床と柱は同じクリーム色の大理石で、壁に沿って等間隔に置かれた台の上の金の燭台には数本の蝋燭が立っており、橙にゆらめく炎の下には蝋がどろりと溶けている。柱と柱の間には豪華な彫刻で縁取られた、淡い青を基調とした壁画がまた素晴らしい。そして壁の反対側には大きな窓が並んでおり、濃い青のカーテンがかけられている。
キラキラした男の声が反響して上に吸い込まれるように消えていくことからして天井はとんでもなく高そうだ。たぶん大きいシャンデリアがぶら下がっているのだろうな。
壁画の前には、絵にも負けない煌びやかな衣装を着た人たちが立っている。男性は眉をひそめ、女性はふわふわした羽の扇で顔を隠して私を注視している。
私はその広間のど真ん中に座り込んでいた。なにこれ怖い。
再び視線を前に戻すと、美々しい金髪の男と可憐な少女。二人を守るように取り囲む、これまた顔面偏差値の高い数人の男たち。
わあ、外国人ばっかり。外国の時代劇ってこんな感じなのかな、という雰囲気。まるでお芝居の中に放り込まれたよう。いや、訳わからなくて怖い。
はっと気がついた。
もしかして私、よくある悪役令嬢ものの悪役令嬢に転生したんじゃないかな。
えーと。
じゃあ私は死んだのか。社畜で過労死とかトラックに轢かれたとかしたっけ。
覚えてないなー。
幸せだったのか不幸だったのかも、覚えてないなー。
目を閉じて、目を開けたら上から怒鳴られていて周囲から好奇と蔑みの目で見られているこの状況。
なんの弁明も許されることなく死罪を言い渡されている、この状況。
嘘でしょ。
死んだらまた死ぬの?
あ、でも。ということは。
ここで『死罪』を甘んじて受け入れれば幸せな来世に転生できるのでは?
前世の最期を覚えていないのであれば次もまた覚えていないのでは? どんどん転生していけば、いつか幸せな人生にぶつかるのでは!?
アンゼリカとしての記憶も感慨もない今であれば、さっさと受け入れればいいのでは?
あっ。でも、次の人生で覚えていないにしても死に方にもよるわね。
「質問です」
「は?」
顔を上げ、美々しい金髪男の冷たい水色の目を見る。
「死刑の方法は、どのような?」
小首を傾げた私の質問に男がたじろぐ。後ろの面々も壁沿いに立っている人たちもざわついている。
「こ、高位貴族の死罪は毒にんじんの毒を入れた酒を飲むと決まっている!」
「それって、どんな効き方をするんですか?」
「足先から麻痺して心臓に達したら死ぬ。人により七転八倒す……」
「チェンジで」
「チェンジ?」
じわじわも七転八倒もイヤだ。
「即効性のある物がいいです。今、ここで」
「今、ここで?」
「たとえば、その腰につけた剣で心臓をブスッと」
「心臓をブスッ……」
美々しい男は思わずといった感じで剣の柄に手をやる。
装飾が施された美しい剣だ。アクセサリーかもしれない。けれど、例えば傘でも力を込めればぶっ刺さるから、きっと大丈夫。

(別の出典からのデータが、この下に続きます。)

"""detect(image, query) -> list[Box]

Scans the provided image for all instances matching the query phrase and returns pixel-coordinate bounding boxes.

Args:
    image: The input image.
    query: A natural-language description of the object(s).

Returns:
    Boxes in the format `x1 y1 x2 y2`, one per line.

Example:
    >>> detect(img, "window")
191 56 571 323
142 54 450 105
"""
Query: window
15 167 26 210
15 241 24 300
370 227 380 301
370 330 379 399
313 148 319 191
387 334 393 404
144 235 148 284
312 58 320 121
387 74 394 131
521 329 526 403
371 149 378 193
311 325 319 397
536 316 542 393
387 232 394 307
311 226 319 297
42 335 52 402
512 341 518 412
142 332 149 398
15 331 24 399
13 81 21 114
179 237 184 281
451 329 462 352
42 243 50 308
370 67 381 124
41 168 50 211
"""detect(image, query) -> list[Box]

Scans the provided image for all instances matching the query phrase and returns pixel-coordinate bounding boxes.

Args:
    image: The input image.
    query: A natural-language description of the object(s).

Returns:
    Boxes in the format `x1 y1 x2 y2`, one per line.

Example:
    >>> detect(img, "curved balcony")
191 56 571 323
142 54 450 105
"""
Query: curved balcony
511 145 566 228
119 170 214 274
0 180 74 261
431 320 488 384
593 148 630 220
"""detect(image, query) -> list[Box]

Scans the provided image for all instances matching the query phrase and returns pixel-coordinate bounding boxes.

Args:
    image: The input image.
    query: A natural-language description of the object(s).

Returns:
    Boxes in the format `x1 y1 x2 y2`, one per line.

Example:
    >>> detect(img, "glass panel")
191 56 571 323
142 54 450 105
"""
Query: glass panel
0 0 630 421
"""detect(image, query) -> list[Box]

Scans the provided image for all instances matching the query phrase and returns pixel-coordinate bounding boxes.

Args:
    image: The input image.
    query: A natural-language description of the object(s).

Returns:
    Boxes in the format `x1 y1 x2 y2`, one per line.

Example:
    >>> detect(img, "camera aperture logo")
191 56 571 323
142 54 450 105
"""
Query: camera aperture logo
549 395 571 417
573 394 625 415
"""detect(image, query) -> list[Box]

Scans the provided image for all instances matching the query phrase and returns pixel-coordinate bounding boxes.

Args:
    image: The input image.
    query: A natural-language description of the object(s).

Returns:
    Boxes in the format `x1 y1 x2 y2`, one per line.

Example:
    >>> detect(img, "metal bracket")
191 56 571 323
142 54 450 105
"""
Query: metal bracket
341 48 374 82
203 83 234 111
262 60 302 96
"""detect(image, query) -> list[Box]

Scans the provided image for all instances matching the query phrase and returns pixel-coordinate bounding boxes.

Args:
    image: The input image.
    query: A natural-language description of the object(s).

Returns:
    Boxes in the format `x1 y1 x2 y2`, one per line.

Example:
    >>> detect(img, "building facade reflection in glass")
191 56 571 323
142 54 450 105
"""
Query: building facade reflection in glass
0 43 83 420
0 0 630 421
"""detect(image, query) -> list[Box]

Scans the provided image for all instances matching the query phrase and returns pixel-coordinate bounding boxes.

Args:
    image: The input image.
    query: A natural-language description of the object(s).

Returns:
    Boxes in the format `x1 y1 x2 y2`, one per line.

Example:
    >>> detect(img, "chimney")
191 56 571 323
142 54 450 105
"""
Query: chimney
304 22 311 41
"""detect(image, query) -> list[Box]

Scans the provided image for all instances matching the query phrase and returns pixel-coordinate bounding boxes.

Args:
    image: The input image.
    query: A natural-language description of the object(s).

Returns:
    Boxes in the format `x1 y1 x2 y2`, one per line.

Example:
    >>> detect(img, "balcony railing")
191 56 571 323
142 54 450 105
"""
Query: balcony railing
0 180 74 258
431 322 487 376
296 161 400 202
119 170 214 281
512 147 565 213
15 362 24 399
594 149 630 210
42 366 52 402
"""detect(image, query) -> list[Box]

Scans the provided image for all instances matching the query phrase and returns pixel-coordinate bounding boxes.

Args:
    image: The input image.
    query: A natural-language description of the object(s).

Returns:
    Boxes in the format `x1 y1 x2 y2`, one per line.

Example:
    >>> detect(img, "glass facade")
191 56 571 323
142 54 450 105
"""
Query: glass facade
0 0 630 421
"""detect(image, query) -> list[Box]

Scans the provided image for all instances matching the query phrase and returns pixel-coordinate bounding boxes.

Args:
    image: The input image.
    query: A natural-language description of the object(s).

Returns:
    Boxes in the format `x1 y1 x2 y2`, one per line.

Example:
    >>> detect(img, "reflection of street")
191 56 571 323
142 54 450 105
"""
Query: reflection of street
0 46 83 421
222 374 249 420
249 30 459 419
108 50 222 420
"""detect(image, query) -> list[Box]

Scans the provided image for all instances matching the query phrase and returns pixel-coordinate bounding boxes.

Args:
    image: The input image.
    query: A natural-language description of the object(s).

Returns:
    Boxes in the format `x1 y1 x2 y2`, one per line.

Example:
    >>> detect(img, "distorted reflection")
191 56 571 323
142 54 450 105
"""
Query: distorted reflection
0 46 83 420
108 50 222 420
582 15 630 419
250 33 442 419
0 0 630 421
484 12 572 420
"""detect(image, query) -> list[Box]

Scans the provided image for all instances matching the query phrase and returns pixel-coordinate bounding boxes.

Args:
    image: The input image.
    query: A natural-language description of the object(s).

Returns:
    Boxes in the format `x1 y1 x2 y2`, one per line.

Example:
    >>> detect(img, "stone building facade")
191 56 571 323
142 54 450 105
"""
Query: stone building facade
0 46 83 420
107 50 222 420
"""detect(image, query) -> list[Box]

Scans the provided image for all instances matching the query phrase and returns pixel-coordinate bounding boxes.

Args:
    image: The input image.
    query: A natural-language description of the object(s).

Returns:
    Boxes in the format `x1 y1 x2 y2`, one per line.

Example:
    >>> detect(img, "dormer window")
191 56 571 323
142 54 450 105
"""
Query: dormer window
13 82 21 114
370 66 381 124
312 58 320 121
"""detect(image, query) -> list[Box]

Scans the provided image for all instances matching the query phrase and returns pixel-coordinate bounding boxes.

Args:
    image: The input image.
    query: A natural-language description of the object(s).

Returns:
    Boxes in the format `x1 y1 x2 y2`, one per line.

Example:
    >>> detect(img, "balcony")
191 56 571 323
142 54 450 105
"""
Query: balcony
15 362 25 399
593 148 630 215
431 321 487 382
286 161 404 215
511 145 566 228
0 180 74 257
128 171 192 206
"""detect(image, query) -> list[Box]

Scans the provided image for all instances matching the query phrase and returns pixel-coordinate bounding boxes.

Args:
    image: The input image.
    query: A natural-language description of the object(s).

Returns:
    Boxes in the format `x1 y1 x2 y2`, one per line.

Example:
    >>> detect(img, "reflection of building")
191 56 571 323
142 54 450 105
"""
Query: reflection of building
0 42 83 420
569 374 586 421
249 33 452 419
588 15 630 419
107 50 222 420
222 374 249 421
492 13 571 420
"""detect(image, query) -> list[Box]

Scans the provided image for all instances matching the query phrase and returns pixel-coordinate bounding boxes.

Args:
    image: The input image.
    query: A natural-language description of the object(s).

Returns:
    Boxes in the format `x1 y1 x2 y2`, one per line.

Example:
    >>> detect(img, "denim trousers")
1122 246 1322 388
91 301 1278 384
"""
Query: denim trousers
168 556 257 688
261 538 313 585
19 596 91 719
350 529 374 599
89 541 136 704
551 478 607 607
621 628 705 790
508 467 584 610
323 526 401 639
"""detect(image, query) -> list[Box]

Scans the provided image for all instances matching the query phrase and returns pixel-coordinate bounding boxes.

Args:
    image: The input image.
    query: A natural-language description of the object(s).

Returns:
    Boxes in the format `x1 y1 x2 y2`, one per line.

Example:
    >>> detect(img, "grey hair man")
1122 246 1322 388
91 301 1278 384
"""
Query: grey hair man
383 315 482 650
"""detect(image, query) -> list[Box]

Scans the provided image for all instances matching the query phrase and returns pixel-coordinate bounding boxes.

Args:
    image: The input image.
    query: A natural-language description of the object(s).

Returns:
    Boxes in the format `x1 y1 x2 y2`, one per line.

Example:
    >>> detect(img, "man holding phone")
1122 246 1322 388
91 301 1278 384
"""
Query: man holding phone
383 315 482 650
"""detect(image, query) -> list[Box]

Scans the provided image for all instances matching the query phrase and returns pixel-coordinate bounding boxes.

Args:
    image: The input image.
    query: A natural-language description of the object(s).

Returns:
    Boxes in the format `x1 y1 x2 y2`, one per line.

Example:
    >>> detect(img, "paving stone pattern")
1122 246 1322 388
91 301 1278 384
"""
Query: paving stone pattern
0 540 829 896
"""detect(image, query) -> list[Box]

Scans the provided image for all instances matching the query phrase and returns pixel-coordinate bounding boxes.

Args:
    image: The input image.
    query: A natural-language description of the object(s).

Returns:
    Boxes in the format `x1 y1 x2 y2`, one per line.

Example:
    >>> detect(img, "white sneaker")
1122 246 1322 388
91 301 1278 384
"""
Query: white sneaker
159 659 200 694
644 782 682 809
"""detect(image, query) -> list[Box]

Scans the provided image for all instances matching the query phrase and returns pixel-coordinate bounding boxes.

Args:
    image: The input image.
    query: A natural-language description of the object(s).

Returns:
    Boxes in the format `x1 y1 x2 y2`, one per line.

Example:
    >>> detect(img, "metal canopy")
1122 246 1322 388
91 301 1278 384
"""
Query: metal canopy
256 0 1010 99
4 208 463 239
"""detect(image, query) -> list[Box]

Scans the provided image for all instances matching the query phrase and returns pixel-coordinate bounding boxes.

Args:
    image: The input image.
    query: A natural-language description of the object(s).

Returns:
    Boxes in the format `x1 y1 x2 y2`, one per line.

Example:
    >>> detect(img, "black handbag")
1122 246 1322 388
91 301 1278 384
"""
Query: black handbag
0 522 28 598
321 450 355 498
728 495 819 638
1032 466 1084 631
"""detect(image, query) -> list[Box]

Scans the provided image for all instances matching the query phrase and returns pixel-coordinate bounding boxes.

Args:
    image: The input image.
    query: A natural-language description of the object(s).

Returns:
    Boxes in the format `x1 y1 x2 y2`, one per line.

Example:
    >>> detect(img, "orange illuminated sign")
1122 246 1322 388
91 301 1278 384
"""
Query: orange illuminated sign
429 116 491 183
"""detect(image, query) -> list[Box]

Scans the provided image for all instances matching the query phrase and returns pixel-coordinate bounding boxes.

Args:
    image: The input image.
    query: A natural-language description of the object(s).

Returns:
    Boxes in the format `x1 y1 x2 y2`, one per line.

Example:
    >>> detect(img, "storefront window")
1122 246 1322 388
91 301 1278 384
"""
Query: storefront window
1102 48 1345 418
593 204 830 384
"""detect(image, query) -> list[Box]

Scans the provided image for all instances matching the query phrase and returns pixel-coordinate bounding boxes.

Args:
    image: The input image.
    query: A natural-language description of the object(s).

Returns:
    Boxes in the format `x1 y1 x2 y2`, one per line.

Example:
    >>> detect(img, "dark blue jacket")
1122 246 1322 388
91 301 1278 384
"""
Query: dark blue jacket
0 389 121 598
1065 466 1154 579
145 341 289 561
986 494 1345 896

私は床についていた手を上げて膝に置き、姿勢を正してわずかばかり胸を張った。あらアンゼリカったら豊満なお胸。前世でそれほどでもなかった私は嬉しくなって「ほれほれ」と更に胸を突き出す。
ほら、刺しやすいでしょ。
「あ、床が汚れちゃいますね。シートでも敷きます?」
男と少女が一歩後退り、壁際の人たちから悲鳴が上がる。
やんごとなき貴族さまたちは、人が糾弾されているのは面白いが、目の前で血が流れるのは嫌らしい。
「お、お前。いかに私を愛していたとはいえ私に殺してほしいなどとっ」
「ん?」
アンゼリカはこの男を愛していたのか。
あー……。
たぶん、男の横に立っているのが聖女とか健気な男爵家の娘かなんかでアンゼリカは嫉妬して彼女を害し、この断罪を受けているのだろう。
よくある話。でも。
可哀想ね、アンゼリカ。
よし、彼らに一生忘れられない罪悪感を植え付けてあげようね。
私は少しだけ首を傾げて目を伏せた。気分は女優である。
「そうですね。ですのであなたに殺されることであなたの心に少しでも残ることができれば本望です」
哀しげに微笑み、再び姿勢を正して目を閉じる。
しんとした空気の中、震えていた美少女が叫んだ。
「あなた、おかしいわよアンゼリカ! 急になんで平然と罪を受け入れているのよっ!?」
「ルナ!?」
「さっきまで違うって言っていたじゃない! あなた、なんにもしてないじゃない!」
ああ、やっぱり可哀想なアンゼリカ。でも私、罪を認めているわけではないのよね。そんなことは一言も言ってない。
ま、どうだっていいけど。
私は目を開きルナと呼ばれた少女に顔を向ける。
「いいのよ、ルナさま。私がいなければ皆が幸せになるわ」
私もね。
次は幸せな人生を歩みたいわ。
剣で貫かれることによって、私とアンゼリカの不幸は断ち切られる。来世で幸せになりましょう。
あなたたちのこれからなんかは知ったことじゃないけど、断罪されたアンゼリカを忘れて幸せになるんでしょう? そういう物語なんでしょう?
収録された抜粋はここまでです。